David Peters replaces Fedor Holz at the top of the Global Poker Index World Rankings ending the German’s record 30-week streak, and the ranking authority rolls out new algorithm change across the board.
The accuracy of algorithms behind poker ranking systems is a debate that often lights a fire under the hairy ass crack of some of poker’s smartest players, but the Global Poker Index (GPI) believe they have cracked it big time.
The GPI has announced that recent changes made to the algorithm that supported the GPI sponsored World Series of Poker (WSOP) Player of the Year (POY), and the GPI POY will soon be rolled out throughout the entirety of the GPI rankings including the GPI World Rankings.
Jason Mercier and David Peters picked up the 2016 WSOP and GPI POY awards respectively, and I haven’t heard a peep from the naysayers, so I guess the new secret sauce works.
“We are convinced this is the way to go,” said GPI’s Head of Poker Content, Eric Danis.
The GPI changed their algorithm after listening to feedback from their players. And after 18-months of analysis, they believe the time is right to nail it down.
“The updated scoring process will see successful players at most buy-in levels rewarded in our rankings,” said Danis.
The new algorithm places a greater emphasis on players who go deep in large field events. One of the reasons David Peters was able to overtake Fedor Holz after coming third from a field of 1,192 players in the final European Poker Tour (EPT) Main Event in Prague. Higher buy-in events will see a decrease in points earned.
Another significant change made by the GPI team is to increase the qualifying entry level to 32 entrants.

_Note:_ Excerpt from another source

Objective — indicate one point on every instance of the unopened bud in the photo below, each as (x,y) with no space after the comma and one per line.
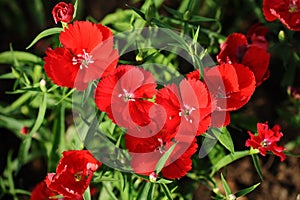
(232,197)
(43,85)
(153,177)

The previous qualifying number for GPI & POY points was 21.
The new changes come into effect on January 11, 2017.
David Peters Becomes The New World #1
Being the Player of the Year is one thing, but it’s not the same as being the World #1.
David Peters now has both accolades after replacing Fedor Holz at the top of the GPI World Rankings in their most recent shake up. Peters rise to the top spot breaks the young German’s record of 30 successive weeks as the World #1. Holz drops all the way to #13th after his decision to play selectively in a semi-retirement sort of way where he wins a million bucks or two every few days.